Today’s Scripture Reading (September 20, 2014): Luke 15

I am a “Baby-Boomer.” I know, that is something that shouldn’t be admitted publicly. Technically, it means that I was born between the years of 1946 and 1964. My sister and I were both born in the waning years of “Baby-Boomerness.” And I have often argued that I have spent so much of my life trying to learn about and communicate with Generation X (and even Generation Y) that I have come to exhibit traits that are more reflective of those generations than of my own, but none of this changes my birth date – I am a “Baby-Boomer.” And can I just say this, it is a little uncomfortable knowing that the generations who have come after us are waiting for us to die (enter “Boomer Deathwatch,” a blog dedicated to the “Baby-Boomers” who have already moved on past this life - with the secure knowledge that “one day, they’ll all be dead.” But let me get back to the main admission of this post, I am a “Baby-Boomer.”

Paul Begala, political consultant and fellow Baby-Boomer, called our generation “The Worst Generation.” (That’s right, Generation Y. You are what you are because we led you there.) Begala wrote thatThe Baby Boomers are the most self-centered, self-seeking, self-interested, self-absorbed, self-indulgent, self-aggrandizing generation in American history.” We seem to truly believe that we are the only ones in the world that really count. The reality that we live with every day is that we are unwilling to make the changes necessary for the betterment of the world because we want what we want – no, we want what we feel we are entitled to. Solutions to climate change and the exhausting of resources are going to have to come from somewhere else, because we are apparently unwilling to make the necessary changes to rectify the situation. These are the tabs that we are continually adding to the bills of our children. They will pay for what we have refused to take responsibility. But, as the “Boomer Deathwatch” rightly proclaims, the good news is that the youngest of us will turn 50 this year, and we are not going to live forever. The only hope that this world has is that the generations who follow us will be able to do better than we did – that they won’t follow our example.

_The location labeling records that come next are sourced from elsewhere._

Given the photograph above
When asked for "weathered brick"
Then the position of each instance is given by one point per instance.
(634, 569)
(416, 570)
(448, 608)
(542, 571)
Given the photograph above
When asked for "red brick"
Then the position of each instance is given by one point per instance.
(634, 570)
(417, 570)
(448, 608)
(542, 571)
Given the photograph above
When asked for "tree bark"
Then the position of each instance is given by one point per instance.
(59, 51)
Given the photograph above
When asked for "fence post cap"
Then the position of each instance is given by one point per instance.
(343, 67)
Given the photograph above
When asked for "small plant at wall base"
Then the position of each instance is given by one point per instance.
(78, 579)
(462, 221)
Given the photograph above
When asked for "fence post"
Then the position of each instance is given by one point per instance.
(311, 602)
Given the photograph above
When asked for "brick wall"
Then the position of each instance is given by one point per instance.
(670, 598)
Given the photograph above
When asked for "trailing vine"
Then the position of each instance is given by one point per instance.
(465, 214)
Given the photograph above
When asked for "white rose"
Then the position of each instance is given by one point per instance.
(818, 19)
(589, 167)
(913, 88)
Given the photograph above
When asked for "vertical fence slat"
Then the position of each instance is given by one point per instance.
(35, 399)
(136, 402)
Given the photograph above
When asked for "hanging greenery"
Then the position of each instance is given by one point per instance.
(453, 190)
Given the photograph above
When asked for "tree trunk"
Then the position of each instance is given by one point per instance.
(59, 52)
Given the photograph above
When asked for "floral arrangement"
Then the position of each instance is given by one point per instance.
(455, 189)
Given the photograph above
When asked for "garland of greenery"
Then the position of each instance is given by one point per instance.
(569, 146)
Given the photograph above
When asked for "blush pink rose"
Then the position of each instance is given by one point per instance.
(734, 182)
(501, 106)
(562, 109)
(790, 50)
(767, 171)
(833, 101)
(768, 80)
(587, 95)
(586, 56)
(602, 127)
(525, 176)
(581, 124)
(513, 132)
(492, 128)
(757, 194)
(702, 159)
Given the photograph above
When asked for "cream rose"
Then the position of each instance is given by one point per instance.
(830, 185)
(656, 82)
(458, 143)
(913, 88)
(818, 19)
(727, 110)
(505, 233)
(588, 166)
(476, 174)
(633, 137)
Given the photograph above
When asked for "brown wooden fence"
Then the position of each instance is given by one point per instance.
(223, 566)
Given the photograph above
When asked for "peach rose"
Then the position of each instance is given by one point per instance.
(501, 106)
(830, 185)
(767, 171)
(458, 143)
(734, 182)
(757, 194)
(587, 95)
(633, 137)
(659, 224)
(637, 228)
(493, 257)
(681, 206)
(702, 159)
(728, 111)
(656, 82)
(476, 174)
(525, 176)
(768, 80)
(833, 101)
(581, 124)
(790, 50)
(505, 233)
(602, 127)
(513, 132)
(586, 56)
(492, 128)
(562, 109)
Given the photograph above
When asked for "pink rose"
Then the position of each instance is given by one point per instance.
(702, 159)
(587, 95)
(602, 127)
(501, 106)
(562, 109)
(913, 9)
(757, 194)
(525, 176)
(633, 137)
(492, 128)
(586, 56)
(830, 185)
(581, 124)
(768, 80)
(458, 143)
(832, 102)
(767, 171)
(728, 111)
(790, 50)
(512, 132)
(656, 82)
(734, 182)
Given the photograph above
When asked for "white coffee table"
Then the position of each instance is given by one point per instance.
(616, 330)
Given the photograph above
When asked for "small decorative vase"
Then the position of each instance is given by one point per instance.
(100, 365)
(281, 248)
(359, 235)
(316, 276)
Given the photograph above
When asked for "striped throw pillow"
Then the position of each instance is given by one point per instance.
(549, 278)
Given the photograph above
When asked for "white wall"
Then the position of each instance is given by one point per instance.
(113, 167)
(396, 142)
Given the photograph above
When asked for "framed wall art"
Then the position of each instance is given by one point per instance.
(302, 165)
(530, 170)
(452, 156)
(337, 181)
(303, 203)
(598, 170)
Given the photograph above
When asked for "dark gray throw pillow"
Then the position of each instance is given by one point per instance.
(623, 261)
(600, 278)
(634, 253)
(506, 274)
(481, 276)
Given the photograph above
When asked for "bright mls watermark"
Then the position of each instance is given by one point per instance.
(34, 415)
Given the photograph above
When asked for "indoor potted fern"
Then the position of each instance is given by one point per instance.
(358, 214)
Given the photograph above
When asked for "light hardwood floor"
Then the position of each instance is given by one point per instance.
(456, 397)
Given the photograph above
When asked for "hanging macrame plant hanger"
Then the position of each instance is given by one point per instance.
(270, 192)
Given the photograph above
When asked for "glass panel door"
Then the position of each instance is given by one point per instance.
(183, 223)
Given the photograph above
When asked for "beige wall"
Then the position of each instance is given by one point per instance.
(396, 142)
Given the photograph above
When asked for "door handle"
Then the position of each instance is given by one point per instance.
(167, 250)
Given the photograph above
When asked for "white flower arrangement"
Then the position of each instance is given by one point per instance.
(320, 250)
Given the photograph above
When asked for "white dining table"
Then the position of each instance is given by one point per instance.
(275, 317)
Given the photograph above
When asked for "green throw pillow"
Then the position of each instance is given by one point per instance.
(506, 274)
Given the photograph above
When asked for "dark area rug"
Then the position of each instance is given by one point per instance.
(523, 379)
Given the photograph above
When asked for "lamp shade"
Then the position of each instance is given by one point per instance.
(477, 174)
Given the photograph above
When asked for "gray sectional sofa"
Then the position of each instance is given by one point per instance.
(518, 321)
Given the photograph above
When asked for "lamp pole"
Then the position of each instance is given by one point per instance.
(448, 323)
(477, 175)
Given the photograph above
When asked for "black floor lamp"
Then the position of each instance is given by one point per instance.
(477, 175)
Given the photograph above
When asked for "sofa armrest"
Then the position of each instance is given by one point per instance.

Jesus tells a parable which, although told more than 1900 years before the first “Baby-Boomer,” sums up “Baby-Boomerness.” It is the story of a young man who demands of his father the things to which he feels entitled – he wants his inheritance. To be honest, the demand itself is outrageous. Not only is there this over the top sense of entitlement to what it was that his father has worked for all of his life, but in making the request (because an inheritance is generally something that is received after someone dies) he was saying to his father that he wished that his father was dead. The almost unbelievable message was that this young man was more concerned about the things of entitlement than he was about his father’s own well-being.

Maybe the most amazing thing about this story is that this isn’t where it ends. The next verse does not include the way that the father killed his child. But the child’s sense of entitlement also became his downfall. His entitlement led him down a path where in the end he was unable to care for the inheritance that his father had given to him so generously.

And maybe that is the lesson that we “Baby-Boomers” need to hear. We cannot continue on the path that we have taken this far. It is not too late (I hope) to move from this selfish entitlement to a stance of care for what comes next. Like the father in the parable, our parents (the Builder Generation) haven’t killed us – yet. And we still have, because of our numbers, incredible weight to throw around. What would happen if we could transition and begin to throw our weight around chasing after what is right. What if we became proponents of measures to stop climate change and began to model fiscal responsibility – no matter what that meant that we would have to give up? What if, even just for a moment, the world became more than just about us? Even we might be amazed at what we can still accomplish before our time on this stage is done. Maybe then, when the last of us dies, the generations who have come after won’t be so happy that we are gone. We can hope, anyway.